Note : Godot 3.2.1, Blender 2.82.
I'm sure there's no connection, but ever since the lockdown started I've been feeling
tired again. My brain is sluggish and my body feels exhausted.
Probably not a good time to try and implement doors in my game ...
Anyway. I forced myself to do a little bit of work each day (30 minutes or so),
and it seems I have now made 'ALL THE MISTAKES' !
So. Read, and learn (or laugh) (or weep).
I started by modeling a couple of doors based on the size of real doors (I actually made them a bit bigger because it's a castle) and I also textured them (because ... why not ? In hindsight, not one of my better ideas). My player model is smallish, compared to the doors ... so, everything seemed fine to me.
Next, I added collision shapes to the walls, floor, and doors, and exported everything to Godot. However, when I tried walking through an open door (in game), the player character got stuck ! The doorway also looked unexpectedly narrow ...
So, I ended up having to make the doors (and door frames and wall entrances) 0.05 Blender units (meters) wider (yes, I found that quite funny too), and I also changed the camera fov from 70 to 45 (gasp !). I'll just have to wait and see if that's an ok thing to do ; the doorways definitely look better ...
Doors are 'interactables', so, in theory, they should be quick to implement since I already figured out how to do that. And more importantly, I wrote it up in a blog post, so I don't even have to remember how I did that (and I don't) !
The reality :
I'm not going to talk about all the things I tried that failed, but, at one point I seriously considered replacing all hinge doors in the game with sliding doors :
There's a good reason 'door tutorials' only talk about sliding doors ...
This is my player character standing too close to an opening/closing door :
In the end, I did find a tutorial on hinge doors.
But alas ... It was a tutorial about hinge doors that always swing open -away- from the player ( as you see in shooters). And that's not what I want for my game.
Back to creating my own 'hacky solution' ...
So, this is the door structure I'm currently using in Godot :
If you have read my previous posts, you'll recognize the 'interactable' (IA) setup ... with some tweaks.
First, you may wonder why I haven't made the door frame (I called it 'arch') part of the wall
rather than the 'door interactable'.
Well, there's a good reason for that ! Godot doesn't seem to have a 'snap' functionality for precisely placing 2 models relatively to one another. And, as I found out, if a door isn't in exactly the right place inside the door frame, light from the room behind the door comes through ... This looks quite bad in a game.
The 'wrapper' node contains all nodes that require the rotation animations (door, key, ...).
The 'push zone' (pz_1) is meant to solve the problem of the player character standing too
close to a door. It consists of an Area node and a Position3d node.
When the player interacts with a door while he's standing inside a push zone area, he will be transported to the 'new_pos' before the door opens or closes.
A problem I had, was that I wanted this solution to work no matter what direction the player character was facing when he interacted with a door. He should always end up looking at the door :
I have to admit I was struggling quite a bit with the math for this.

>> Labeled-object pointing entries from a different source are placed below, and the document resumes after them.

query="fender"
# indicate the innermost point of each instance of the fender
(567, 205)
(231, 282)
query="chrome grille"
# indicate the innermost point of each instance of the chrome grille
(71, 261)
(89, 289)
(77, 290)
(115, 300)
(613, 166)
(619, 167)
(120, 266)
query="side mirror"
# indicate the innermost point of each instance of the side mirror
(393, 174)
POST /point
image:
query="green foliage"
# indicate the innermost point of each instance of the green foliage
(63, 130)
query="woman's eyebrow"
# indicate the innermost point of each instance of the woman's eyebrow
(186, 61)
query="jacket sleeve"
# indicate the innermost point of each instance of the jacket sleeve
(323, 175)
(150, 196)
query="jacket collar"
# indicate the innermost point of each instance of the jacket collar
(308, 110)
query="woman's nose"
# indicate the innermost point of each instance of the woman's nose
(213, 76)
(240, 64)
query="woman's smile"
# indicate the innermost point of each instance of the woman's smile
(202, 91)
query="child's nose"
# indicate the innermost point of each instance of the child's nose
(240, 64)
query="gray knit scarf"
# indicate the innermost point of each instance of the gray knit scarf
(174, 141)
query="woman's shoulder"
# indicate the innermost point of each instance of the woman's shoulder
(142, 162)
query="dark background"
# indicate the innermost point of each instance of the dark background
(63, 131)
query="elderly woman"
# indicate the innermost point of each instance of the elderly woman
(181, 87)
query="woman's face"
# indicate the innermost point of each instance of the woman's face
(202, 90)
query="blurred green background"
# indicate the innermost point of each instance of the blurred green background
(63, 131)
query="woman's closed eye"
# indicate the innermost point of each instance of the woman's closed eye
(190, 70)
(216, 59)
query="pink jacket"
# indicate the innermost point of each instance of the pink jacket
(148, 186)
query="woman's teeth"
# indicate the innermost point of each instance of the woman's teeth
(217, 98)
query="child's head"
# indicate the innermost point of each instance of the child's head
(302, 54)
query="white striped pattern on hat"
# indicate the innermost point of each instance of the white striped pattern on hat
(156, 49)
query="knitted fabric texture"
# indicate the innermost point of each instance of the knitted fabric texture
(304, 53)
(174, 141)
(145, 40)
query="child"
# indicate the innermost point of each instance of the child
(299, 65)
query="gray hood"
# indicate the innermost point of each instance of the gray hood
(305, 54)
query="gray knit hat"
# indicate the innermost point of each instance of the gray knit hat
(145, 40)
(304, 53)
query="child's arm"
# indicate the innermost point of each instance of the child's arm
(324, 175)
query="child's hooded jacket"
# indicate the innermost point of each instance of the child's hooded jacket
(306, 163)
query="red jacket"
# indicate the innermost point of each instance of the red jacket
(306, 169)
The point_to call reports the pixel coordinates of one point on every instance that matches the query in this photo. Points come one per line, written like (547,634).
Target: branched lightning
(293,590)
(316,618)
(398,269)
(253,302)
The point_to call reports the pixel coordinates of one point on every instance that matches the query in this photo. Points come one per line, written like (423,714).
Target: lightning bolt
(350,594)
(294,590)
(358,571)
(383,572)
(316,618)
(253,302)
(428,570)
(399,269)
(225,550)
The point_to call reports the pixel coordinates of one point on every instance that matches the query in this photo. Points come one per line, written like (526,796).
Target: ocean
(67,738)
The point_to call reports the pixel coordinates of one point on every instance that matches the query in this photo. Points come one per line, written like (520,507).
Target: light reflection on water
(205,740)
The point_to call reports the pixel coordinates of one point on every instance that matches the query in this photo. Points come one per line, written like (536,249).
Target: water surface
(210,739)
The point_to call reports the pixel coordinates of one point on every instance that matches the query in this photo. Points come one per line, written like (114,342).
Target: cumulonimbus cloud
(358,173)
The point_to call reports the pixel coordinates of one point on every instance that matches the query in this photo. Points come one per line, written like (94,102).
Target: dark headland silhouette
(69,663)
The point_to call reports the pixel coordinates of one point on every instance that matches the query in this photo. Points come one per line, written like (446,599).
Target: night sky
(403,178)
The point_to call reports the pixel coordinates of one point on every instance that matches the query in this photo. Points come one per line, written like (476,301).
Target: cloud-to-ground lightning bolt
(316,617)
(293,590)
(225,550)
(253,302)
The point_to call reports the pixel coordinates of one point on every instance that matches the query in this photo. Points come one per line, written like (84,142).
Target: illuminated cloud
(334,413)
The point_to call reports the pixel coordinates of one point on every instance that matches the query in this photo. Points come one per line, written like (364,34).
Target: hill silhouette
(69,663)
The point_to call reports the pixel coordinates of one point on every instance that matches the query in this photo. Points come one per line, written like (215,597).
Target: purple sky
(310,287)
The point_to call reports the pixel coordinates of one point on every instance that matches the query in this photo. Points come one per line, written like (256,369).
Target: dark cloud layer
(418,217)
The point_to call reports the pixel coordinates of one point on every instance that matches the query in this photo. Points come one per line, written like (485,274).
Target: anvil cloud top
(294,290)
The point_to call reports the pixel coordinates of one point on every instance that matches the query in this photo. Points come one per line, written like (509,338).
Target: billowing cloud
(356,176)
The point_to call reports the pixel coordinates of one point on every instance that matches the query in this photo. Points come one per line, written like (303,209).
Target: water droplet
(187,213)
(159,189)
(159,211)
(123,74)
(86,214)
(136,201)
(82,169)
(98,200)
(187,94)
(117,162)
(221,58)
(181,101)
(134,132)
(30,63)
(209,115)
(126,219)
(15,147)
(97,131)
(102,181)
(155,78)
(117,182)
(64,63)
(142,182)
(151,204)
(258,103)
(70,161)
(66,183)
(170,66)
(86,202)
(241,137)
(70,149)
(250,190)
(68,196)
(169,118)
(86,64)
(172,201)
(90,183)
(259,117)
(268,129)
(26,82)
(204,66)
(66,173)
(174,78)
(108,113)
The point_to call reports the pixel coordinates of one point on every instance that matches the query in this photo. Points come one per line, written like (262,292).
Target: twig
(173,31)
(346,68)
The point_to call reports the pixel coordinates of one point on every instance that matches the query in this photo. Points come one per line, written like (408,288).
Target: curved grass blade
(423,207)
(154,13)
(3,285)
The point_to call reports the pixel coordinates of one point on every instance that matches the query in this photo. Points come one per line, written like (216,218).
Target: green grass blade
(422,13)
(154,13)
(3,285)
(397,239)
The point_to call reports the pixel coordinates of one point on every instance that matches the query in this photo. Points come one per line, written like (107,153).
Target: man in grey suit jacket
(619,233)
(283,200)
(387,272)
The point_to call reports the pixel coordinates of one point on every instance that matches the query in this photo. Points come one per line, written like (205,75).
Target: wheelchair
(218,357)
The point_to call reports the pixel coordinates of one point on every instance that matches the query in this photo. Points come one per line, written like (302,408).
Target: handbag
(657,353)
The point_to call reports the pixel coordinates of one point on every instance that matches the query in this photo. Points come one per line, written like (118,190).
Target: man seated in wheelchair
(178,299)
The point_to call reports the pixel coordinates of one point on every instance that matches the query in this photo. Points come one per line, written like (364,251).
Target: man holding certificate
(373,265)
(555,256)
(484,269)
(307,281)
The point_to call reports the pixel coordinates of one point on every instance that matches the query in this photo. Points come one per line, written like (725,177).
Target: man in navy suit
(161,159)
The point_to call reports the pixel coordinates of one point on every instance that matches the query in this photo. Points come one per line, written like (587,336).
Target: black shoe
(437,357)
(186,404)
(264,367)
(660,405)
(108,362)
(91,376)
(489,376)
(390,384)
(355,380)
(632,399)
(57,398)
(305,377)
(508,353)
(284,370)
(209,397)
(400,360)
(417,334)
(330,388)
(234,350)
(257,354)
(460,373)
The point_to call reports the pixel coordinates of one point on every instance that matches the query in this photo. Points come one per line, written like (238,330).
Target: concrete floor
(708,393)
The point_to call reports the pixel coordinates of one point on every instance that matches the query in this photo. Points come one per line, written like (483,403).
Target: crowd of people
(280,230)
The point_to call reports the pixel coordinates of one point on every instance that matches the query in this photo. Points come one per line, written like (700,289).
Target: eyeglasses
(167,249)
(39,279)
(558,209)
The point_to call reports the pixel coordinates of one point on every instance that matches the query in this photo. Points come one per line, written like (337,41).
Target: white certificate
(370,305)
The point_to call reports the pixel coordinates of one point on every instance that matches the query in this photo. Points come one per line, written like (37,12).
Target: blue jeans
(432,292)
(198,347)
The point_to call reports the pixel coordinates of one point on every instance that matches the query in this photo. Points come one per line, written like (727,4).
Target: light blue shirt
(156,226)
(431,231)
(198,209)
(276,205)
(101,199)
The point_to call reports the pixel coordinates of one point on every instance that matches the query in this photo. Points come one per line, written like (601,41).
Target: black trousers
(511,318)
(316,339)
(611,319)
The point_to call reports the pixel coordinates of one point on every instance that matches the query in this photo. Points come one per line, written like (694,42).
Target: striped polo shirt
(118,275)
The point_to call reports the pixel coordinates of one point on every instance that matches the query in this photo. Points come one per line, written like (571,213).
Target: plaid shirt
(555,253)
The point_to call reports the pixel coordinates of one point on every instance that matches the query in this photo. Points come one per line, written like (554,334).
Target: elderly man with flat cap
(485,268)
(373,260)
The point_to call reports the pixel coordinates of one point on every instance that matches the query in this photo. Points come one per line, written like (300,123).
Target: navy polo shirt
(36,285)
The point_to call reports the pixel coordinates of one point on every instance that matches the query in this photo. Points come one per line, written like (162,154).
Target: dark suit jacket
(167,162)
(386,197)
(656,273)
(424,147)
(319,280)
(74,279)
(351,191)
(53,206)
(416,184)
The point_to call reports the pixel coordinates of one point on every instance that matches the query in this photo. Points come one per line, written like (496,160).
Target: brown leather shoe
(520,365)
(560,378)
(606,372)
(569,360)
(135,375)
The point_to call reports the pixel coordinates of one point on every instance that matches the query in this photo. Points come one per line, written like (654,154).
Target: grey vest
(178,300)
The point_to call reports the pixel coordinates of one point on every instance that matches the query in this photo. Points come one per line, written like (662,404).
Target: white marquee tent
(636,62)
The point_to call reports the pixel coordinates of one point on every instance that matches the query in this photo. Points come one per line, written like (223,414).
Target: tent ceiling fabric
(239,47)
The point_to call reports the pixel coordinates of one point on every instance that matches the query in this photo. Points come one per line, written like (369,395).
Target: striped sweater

But then, I discovered that gdscript has a function called 'angle_to()' that returns the minimum angle between 2 vectors ! This makes it very easy to find out by how much the player character has to be rotated when he's transported to his new position.
The only problem with this function is, that it always returns a positive number, so I still don't know if I have to rotate the player clockwise or counter clockwise ...
There's probably an easy way to find out ... but, it just didn't 'come to me'.
Fortunately, the 2d version of 'angle_to()' -does- return the rotation direction ! So, I converted the 2 relevant Vector3's into Vector2's by getting rid of the Y axis info (the Y axis is the axis around which the player needs to be rotated) :
The function update_player_tf() is called from within do_hsl_click(), which handles clicks on doors :
Both functions are part of the script attached to the iad_x root node (see first image under 'Hacky Solution').
Note : I use this 'hack' with 2 conditions :
1) the player rotates in increments of 90 degrees (might change in the future)
2) player and door are horizontal and at the same height (meaning : I don't know what happens when a player that is on the stairs or a slope tries to open a door that opens towards him).
The last bit of code is attached to the push zone 'pz_1' node :
I now have working doors ! =)
Note : locking/unlocking doors and opening/closing doors is handled by the 'hotspot' nodes and the animation player, as described in a previous blog post ('IA').